All the logic is worked out fine. For local commuter plans, there can be logic that captures time between gantries that accounts for reasonable stops and also local speed/travel conditions. If there is some distance based accounting into how far the discount plans are done, then no charge gantries may be required, albeit it at additional cost. Alteration to the commuter plans may be a better way to achieve the same goals.

RobbieL2415

You could use distance-based tolling on the Mainline and then exit-based tolling on the Berkshire extension. The New England Thruway really just needs one gantry where the current plaza is.

Buffaboy

What is this so-called "special event?"

What's not to like about highways and bridges, intersections and interchanges, rails and planes?

My Wikipedia county SVG maps: https://commons.wikimedia.org/wiki/User:Buffaboy

D-Dey65

Quote from: cl94 on May 01, 2019, 02:21:52 PM
Quote from: roadman65 on April 30, 2019, 09:40:18 PM
https://www.truckersnews.com/i-84-exit-numbers-changing-in-new-york/
It looks like I-84 is beating I-81 out as they are getting the new numbers as we speak.  Someone said Rand McNally got them in the next edition already.

Yeah, we've known about this for a while. Plans were posted about a year ago and it was known internally well before that. I-84 was the first large-scale conversion because it's entirely within a single region.

Quote from: The Ghostbuster on May 01, 2019, 01:49:26 PM
If the New York Thruway ever gets mileage-based exits, no matter which direction the exits increase, the exit sequence along the NYT and the Major Deegan Expressway should be continuous. If the exit sequence starts at the Pennsylvania border, the MDE's exits should continue the numbering of the NYT, and/or vice versa.

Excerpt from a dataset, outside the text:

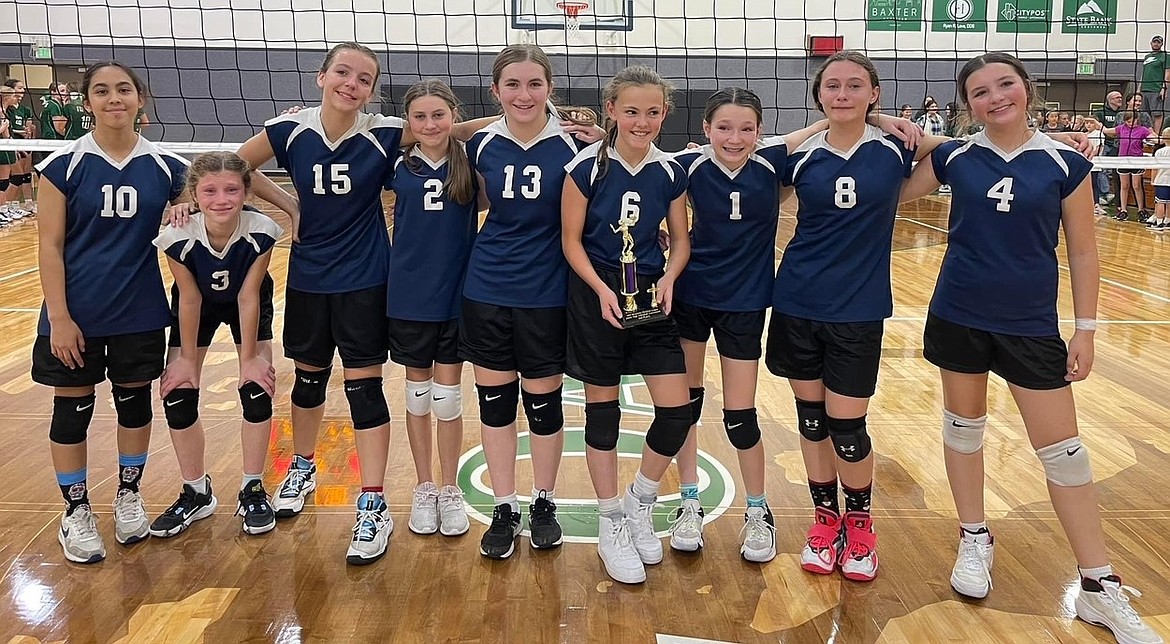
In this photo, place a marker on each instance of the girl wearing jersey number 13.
(995, 309)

Any new exit numbers will likely be distinct for I-87 and I-90. FHWA does NOT like the idea of one route's numbers decreasing as one heads north/east. They have also made it clear that they want I-87 and I-90 to each have one set of numbers in the state instead of three.
This is part of the reason I'm not the biggest fan of mileage based exit numbers in New York. It erodes the distinction of the Thruway. I'm okay with doing it on I-95, I-84, I-81, I-86, I-88, and even (Ugh!) I-99 if it gets extended along I-390. But other than that, for most limited access roads in the state, I'll pass. You can remind me that I-95 is part of the New York Thruway system in Westchester County, but I can point out that until 1958 it was the New England Thruway, thus making it a separate entity.

Add to that interchanges that should be built, and extensions that should be built, and you're just creating exit numbers that are in the wrong places all over the state.

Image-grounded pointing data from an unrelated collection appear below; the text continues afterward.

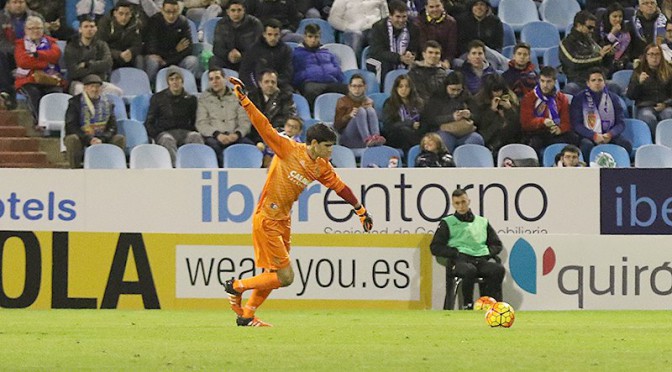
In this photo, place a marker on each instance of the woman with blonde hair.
(651, 87)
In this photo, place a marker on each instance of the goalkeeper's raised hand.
(364, 218)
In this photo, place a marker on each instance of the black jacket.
(167, 111)
(228, 38)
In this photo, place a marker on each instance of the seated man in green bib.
(470, 242)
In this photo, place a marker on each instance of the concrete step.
(19, 144)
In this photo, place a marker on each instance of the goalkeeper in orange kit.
(294, 167)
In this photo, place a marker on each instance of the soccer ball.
(500, 315)
(484, 303)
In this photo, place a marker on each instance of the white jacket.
(357, 15)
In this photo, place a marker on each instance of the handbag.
(43, 78)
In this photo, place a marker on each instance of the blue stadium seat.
(195, 155)
(241, 155)
(473, 156)
(653, 156)
(104, 156)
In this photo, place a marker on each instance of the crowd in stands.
(447, 77)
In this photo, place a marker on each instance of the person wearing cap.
(89, 120)
(87, 54)
(121, 31)
(171, 117)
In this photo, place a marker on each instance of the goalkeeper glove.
(364, 218)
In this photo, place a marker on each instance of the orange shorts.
(271, 242)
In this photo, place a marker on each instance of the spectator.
(269, 53)
(284, 11)
(496, 113)
(121, 32)
(579, 53)
(401, 114)
(569, 157)
(355, 118)
(427, 75)
(614, 30)
(470, 242)
(651, 87)
(53, 12)
(449, 114)
(86, 54)
(394, 42)
(292, 129)
(544, 114)
(172, 114)
(89, 120)
(276, 104)
(597, 116)
(521, 76)
(37, 72)
(476, 67)
(648, 26)
(355, 18)
(434, 153)
(480, 24)
(219, 118)
(317, 69)
(436, 25)
(235, 33)
(168, 41)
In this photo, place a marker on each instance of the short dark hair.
(312, 28)
(321, 133)
(582, 17)
(459, 192)
(431, 44)
(397, 6)
(549, 72)
(272, 23)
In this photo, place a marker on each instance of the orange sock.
(257, 298)
(265, 280)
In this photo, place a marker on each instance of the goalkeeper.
(294, 167)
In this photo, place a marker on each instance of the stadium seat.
(372, 85)
(558, 12)
(378, 157)
(638, 133)
(619, 154)
(150, 156)
(104, 156)
(343, 157)
(241, 155)
(664, 133)
(119, 106)
(189, 80)
(551, 151)
(515, 151)
(195, 155)
(132, 81)
(302, 107)
(139, 107)
(473, 156)
(327, 34)
(344, 54)
(653, 156)
(134, 131)
(413, 153)
(325, 106)
(51, 115)
(517, 13)
(209, 30)
(541, 36)
(390, 77)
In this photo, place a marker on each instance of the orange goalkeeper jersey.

Speaking of proposed interchanges, who's got info on the planned Taconic State Parkway interchange with Dutchess CR 29?


SignBridge

D-dey65, the New England Thruway was built circa 1958. Before that it didn't exist. And I think it was always part of the New York Thruway Authority system.

Rothman

I just want mileage-based exit numbers in NY.  If OH was able to do it with its Turnpike, there should be no problem in NY doing the same.
Please note: All comments here represent my own personal opinion and do not reflect the official position(s) of NYSDOT.

SignBridge

The problem with NY Thruway exit numbering is that the road is part of three separate Interstate routes, 87, 287, and 90. And some of it runs north/south and some runs east/west. Also, not all of some of those routes is part of the Thruway. So it gets unusually complicated.

Rothman

Nah.  Do it by route as the MUTCD dictates.

Ohio Turnpike is a couple of different routes and they figured it out.  So can NY.
Please note: All comments here represent my own personal opinion and do not reflect the official position(s) of NYSDOT.

D-Dey65

Quote from: SignBridge on May 19, 2019, 08:11:21 PM
The problem with NY Thruway exit numbering is that the road is part of three separate Interstate routes, 87, 287, and 90. And some of it runs north/south and some runs east/west. Also, not all of some of those routes is part of the Thruway. So it gets unusually complicated.
That and the 287 part is an overlap with I-87.